Repository files navigation

Modelling and Implemnenting Reddit Data as a Relational Database.

This is an acadamic project for the course on Relational Database Management Systems RDBMS. We learned about the process of data modelling and implementaiton technqies of RDBMS such as ER diagrams, normalization, plsql etc. Through this project, we apply these concepts that we've learned, to a system similar to that of Reddit.

A full Detailed Project report can be found here.

We follow the following methodology for reddit.

Database Design:

  1. Listing Functional Requirements of the System.
  2. Listing Entities and Relationships
  3. Desiging ER diagram
  4. Deriving the Schema from ER Diagram
  5. Listing Keys
  6. Checking for anolomies and functional dependencies.
  7. Normalization of Schema

Implementation:

  1. Choose Database and check for Codd's Rules
  2. Writing Create Queries with relevent datatypes and Constraints.
  3. Creating Dummy Data and Insert queires.
  4. Write Example Queeies for Use cases
  5. Writing Functions
  6. Writing Procedures
  7. Wrting Triggers

ER Diagram

Design Considerations

  1. Combining Post and Comment in ‘is a’ relationship as Contribution. Post and Comment are related to several common entities. These relations are with entities such as User, Vote, Award Transaction, Report; and have the same cardinality as well. Besides, they even have several common attributes. Hence we decided to establish ‘is a’ relationship with a superclass as Contribution and have subclasses as Post and Comment. These would hence inherit all relationships and attributes of Contribution.

  2. Award Transaction relating to User and Contribution. For the functionality of awards, there are two users and a post involved. However, as the post is already linked to one of the users through a relationship, there is only one explicit relationship between User and Award Transaction which is for the user that's giving the award. The user that is receiving the award is linked to the Contribution, hence we relate the contribution to the Award Transaction. Hence we get rid of a redundant relationship between the User and Award Transaction. Instead of two, we include only one.

  3. Vote as a separate entity rather than an attribute of Contribution. For any social networking site, the votes(likes, hearts, whatever you may call it) decide the popularity of that post/contribution. Hence, there is a need for these votes to be legitimate and be able to be audited. If Vote were an attribute, it would only record the count of votes and not relate to the user that casts it, thereby allowing a user to vote multiple times the same vote, which is wrong. Since each User is entitled to vote a contribution only once, we should be able to trace that vote to the user, and hence maintain a record of the same. As we further investigate the Reddit architecture, there’s a dedicated vote verification mechanism that would identify fraudulent votes and please the corresponding users. This would require Vote to be a separate entity of its own.

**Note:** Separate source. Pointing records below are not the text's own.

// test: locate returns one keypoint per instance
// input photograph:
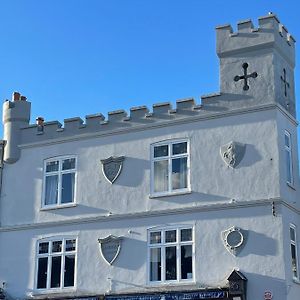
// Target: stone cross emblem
(110, 248)
(232, 153)
(112, 167)
(245, 77)
(286, 84)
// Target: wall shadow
(133, 254)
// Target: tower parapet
(270, 33)
(257, 64)
(16, 115)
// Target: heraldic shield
(110, 248)
(233, 153)
(112, 167)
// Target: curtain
(51, 190)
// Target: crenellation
(269, 22)
(245, 26)
(161, 108)
(52, 126)
(73, 123)
(94, 120)
(185, 104)
(138, 112)
(117, 115)
(270, 33)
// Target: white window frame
(162, 246)
(170, 191)
(49, 255)
(288, 149)
(60, 172)
(294, 243)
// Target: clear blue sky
(78, 57)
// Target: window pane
(171, 273)
(51, 190)
(55, 271)
(155, 264)
(56, 246)
(179, 148)
(52, 166)
(288, 167)
(155, 237)
(179, 173)
(287, 140)
(292, 234)
(186, 262)
(43, 248)
(160, 151)
(186, 235)
(69, 270)
(68, 181)
(68, 164)
(70, 245)
(161, 176)
(294, 261)
(170, 236)
(42, 273)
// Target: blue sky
(79, 57)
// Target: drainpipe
(2, 145)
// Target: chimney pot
(16, 96)
(40, 121)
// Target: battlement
(270, 33)
(116, 120)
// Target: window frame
(60, 172)
(288, 149)
(163, 246)
(49, 255)
(294, 243)
(169, 158)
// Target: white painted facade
(253, 196)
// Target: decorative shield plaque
(110, 248)
(234, 239)
(232, 153)
(112, 167)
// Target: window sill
(171, 283)
(170, 194)
(53, 207)
(57, 292)
(291, 186)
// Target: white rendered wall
(261, 260)
(256, 177)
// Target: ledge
(54, 207)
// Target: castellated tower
(16, 115)
(257, 64)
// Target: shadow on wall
(79, 209)
(258, 284)
(136, 168)
(251, 157)
(259, 244)
(194, 196)
(132, 255)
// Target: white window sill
(52, 207)
(171, 283)
(291, 186)
(54, 291)
(169, 194)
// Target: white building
(179, 200)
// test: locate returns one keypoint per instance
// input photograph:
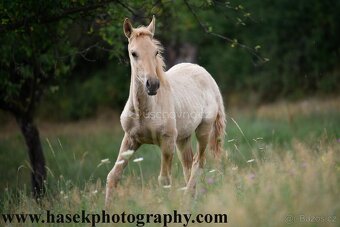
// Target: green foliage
(297, 45)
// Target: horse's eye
(134, 54)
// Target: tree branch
(54, 18)
(206, 29)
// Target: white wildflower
(128, 153)
(103, 161)
(138, 159)
(120, 162)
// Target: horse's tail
(218, 130)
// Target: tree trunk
(32, 139)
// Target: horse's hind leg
(186, 156)
(116, 172)
(202, 134)
(168, 148)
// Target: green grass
(296, 171)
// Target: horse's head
(144, 55)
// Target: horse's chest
(143, 130)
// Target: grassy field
(281, 166)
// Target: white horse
(165, 108)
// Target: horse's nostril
(148, 84)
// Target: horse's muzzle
(152, 85)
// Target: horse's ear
(152, 25)
(127, 28)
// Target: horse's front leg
(168, 148)
(115, 174)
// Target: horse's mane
(144, 31)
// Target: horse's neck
(142, 103)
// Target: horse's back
(196, 96)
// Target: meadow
(281, 166)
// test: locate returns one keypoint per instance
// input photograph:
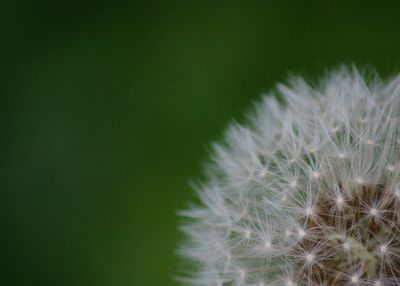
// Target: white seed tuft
(307, 193)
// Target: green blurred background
(108, 110)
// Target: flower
(307, 192)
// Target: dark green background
(108, 108)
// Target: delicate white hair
(307, 192)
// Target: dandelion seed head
(306, 192)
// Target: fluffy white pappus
(307, 192)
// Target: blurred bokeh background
(108, 109)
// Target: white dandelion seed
(306, 193)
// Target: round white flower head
(306, 192)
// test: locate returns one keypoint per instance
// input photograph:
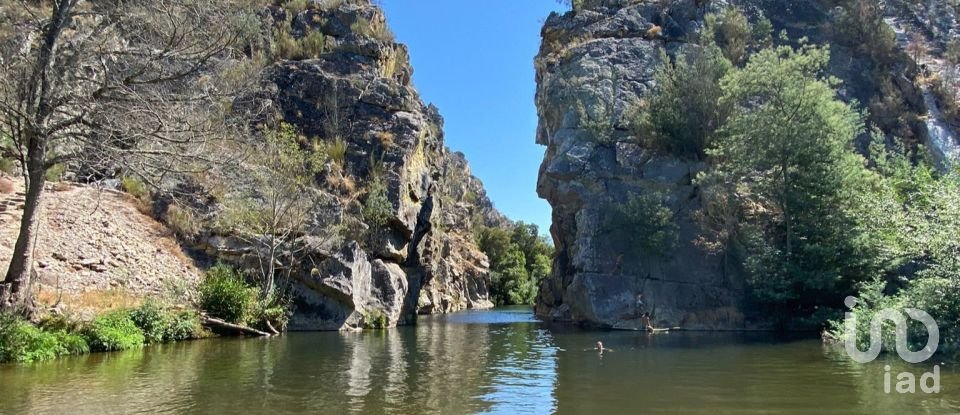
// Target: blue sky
(474, 61)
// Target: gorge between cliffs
(213, 206)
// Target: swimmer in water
(598, 348)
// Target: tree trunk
(16, 288)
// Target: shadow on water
(500, 361)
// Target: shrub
(732, 32)
(375, 320)
(337, 151)
(644, 224)
(114, 331)
(184, 325)
(365, 28)
(224, 294)
(153, 320)
(136, 188)
(23, 342)
(55, 173)
(377, 209)
(684, 115)
(182, 221)
(313, 44)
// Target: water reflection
(501, 362)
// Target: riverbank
(227, 305)
(497, 361)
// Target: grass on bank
(223, 294)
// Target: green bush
(377, 208)
(683, 116)
(153, 320)
(375, 320)
(23, 342)
(643, 224)
(224, 294)
(519, 260)
(184, 325)
(135, 187)
(114, 331)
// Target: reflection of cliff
(440, 366)
(160, 378)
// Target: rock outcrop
(595, 65)
(97, 250)
(357, 92)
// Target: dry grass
(88, 303)
(714, 318)
(385, 138)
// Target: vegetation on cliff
(519, 261)
(809, 217)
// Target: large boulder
(598, 64)
(358, 94)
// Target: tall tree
(788, 147)
(275, 209)
(115, 84)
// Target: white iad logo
(906, 381)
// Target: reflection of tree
(438, 366)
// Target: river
(500, 362)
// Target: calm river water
(500, 361)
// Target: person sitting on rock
(645, 322)
(599, 348)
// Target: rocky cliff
(595, 65)
(352, 89)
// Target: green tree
(732, 32)
(273, 212)
(519, 261)
(644, 224)
(788, 147)
(119, 83)
(683, 115)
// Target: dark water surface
(500, 361)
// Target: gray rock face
(594, 66)
(358, 92)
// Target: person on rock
(598, 348)
(645, 322)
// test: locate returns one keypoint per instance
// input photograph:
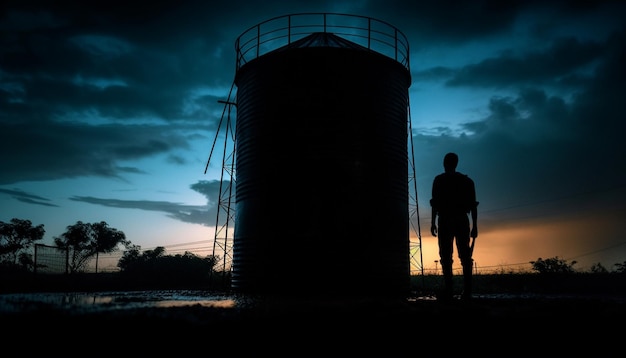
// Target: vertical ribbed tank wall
(322, 174)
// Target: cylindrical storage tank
(322, 171)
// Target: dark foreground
(488, 326)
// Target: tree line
(86, 241)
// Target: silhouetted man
(453, 198)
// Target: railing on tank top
(375, 35)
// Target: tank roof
(322, 30)
(323, 39)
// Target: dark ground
(553, 318)
(321, 327)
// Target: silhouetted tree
(553, 265)
(155, 267)
(598, 268)
(621, 268)
(16, 240)
(84, 241)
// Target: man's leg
(445, 259)
(465, 254)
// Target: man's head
(450, 162)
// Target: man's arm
(474, 213)
(433, 222)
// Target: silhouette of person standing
(453, 198)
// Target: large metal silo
(322, 168)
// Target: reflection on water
(93, 301)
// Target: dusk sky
(108, 113)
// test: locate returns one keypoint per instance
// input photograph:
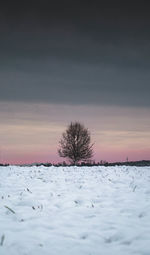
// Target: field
(74, 210)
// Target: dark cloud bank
(75, 52)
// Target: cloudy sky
(62, 61)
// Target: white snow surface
(74, 210)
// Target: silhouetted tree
(76, 143)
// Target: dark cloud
(77, 53)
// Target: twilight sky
(72, 60)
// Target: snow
(74, 210)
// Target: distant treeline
(101, 163)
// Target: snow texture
(74, 210)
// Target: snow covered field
(74, 211)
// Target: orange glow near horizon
(31, 132)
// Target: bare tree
(76, 143)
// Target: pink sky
(31, 132)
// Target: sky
(63, 61)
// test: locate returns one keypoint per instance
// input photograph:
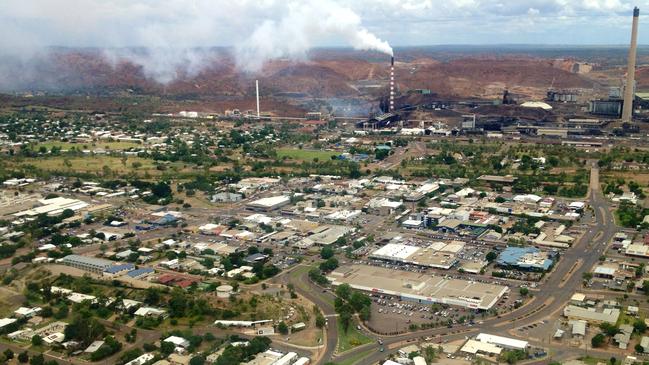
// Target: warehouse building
(91, 264)
(438, 254)
(590, 315)
(524, 258)
(53, 206)
(418, 287)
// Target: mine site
(324, 182)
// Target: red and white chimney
(391, 109)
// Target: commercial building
(607, 315)
(418, 287)
(504, 342)
(53, 206)
(474, 347)
(438, 254)
(287, 359)
(526, 258)
(86, 263)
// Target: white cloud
(262, 29)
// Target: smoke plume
(304, 25)
(171, 39)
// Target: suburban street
(548, 301)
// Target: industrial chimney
(391, 108)
(629, 88)
(257, 92)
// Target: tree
(429, 354)
(37, 340)
(344, 291)
(8, 354)
(491, 256)
(639, 326)
(365, 313)
(345, 316)
(359, 300)
(320, 321)
(609, 329)
(639, 349)
(597, 340)
(37, 360)
(197, 360)
(166, 348)
(282, 327)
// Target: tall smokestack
(257, 92)
(627, 109)
(391, 109)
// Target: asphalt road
(550, 297)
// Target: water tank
(224, 291)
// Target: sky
(259, 30)
(119, 23)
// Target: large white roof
(271, 201)
(502, 341)
(473, 347)
(395, 250)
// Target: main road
(551, 296)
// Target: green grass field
(350, 339)
(358, 357)
(305, 155)
(80, 146)
(95, 164)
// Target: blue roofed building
(140, 273)
(525, 258)
(165, 220)
(115, 270)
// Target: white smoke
(173, 38)
(304, 25)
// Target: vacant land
(107, 145)
(97, 164)
(350, 339)
(305, 155)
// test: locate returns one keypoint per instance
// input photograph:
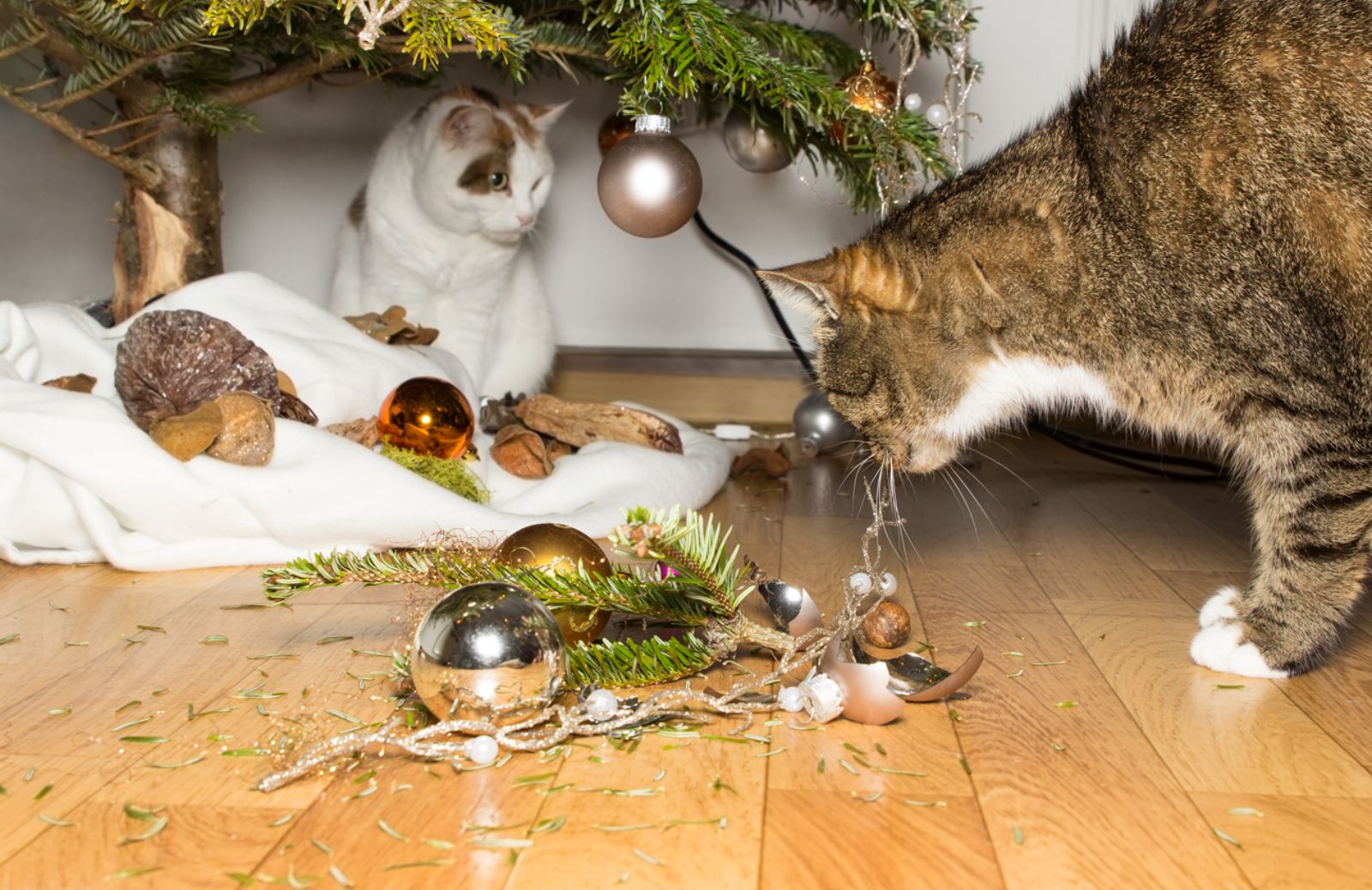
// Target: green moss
(452, 475)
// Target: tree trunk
(171, 233)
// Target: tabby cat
(1186, 246)
(439, 229)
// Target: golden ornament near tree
(869, 89)
(560, 549)
(427, 416)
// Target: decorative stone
(249, 431)
(888, 626)
(189, 435)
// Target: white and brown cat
(439, 229)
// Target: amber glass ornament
(869, 89)
(427, 416)
(556, 547)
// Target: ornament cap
(653, 123)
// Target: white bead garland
(482, 750)
(791, 698)
(601, 705)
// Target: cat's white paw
(1220, 608)
(1219, 647)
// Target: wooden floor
(1159, 773)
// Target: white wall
(287, 188)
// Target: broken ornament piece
(792, 608)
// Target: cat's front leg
(523, 342)
(1310, 531)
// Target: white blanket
(81, 483)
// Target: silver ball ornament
(487, 652)
(820, 428)
(649, 184)
(754, 150)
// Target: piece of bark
(521, 451)
(73, 383)
(249, 432)
(583, 423)
(773, 462)
(363, 431)
(172, 363)
(391, 327)
(557, 450)
(189, 435)
(294, 409)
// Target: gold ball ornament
(487, 652)
(559, 549)
(869, 89)
(427, 416)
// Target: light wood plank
(1213, 738)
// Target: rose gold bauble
(427, 416)
(560, 549)
(649, 184)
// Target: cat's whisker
(983, 454)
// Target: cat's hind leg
(1312, 526)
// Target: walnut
(171, 363)
(888, 626)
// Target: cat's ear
(468, 123)
(811, 286)
(545, 117)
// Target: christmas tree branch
(141, 171)
(278, 80)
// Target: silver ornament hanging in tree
(649, 184)
(487, 652)
(820, 428)
(754, 150)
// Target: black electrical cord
(1132, 458)
(772, 301)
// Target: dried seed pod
(172, 363)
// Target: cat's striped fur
(1187, 244)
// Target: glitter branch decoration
(689, 538)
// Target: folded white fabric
(81, 483)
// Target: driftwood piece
(773, 462)
(521, 451)
(73, 383)
(583, 423)
(361, 431)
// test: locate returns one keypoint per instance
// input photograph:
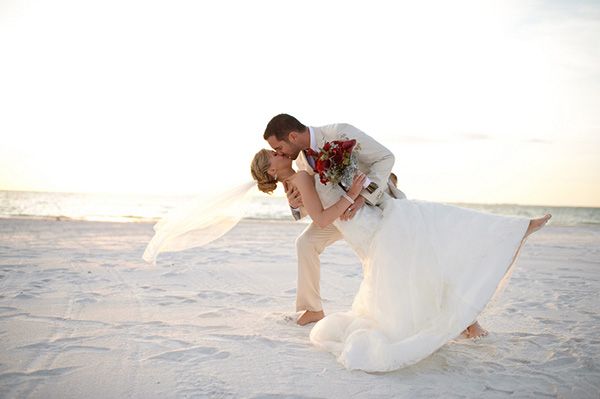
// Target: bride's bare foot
(536, 224)
(474, 331)
(310, 317)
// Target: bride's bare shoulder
(301, 176)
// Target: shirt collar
(313, 140)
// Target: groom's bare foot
(310, 317)
(474, 331)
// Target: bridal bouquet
(337, 162)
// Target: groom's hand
(352, 209)
(294, 198)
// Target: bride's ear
(293, 137)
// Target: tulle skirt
(429, 271)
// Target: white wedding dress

  4. Relationships with Comment Entity Our initial consideration for Comment was to relate it to its superclass Contribution. This would result in the subclasses Post and Comment inheriting this relationship with comment. This approach would have every comment point to either a post or a comment. The issues we noticed here were that there is no direct relation with a comment which is a reply to another comment and the post. This would cause an issue as if the post is deleted, we would have to delete all comments one by one, instead of doing it with a single query; and we cannot maintain a count of total comments belonging to a post. Ultimately this may be a poor design choice and hence we chose an alternative approach. We explicitly define relationships between Post and Comment, and self-relation with Comment. This solves the above-mentioned issues. The main difference in doing this explicit relation versus the inherited relation is the difference in cardinality.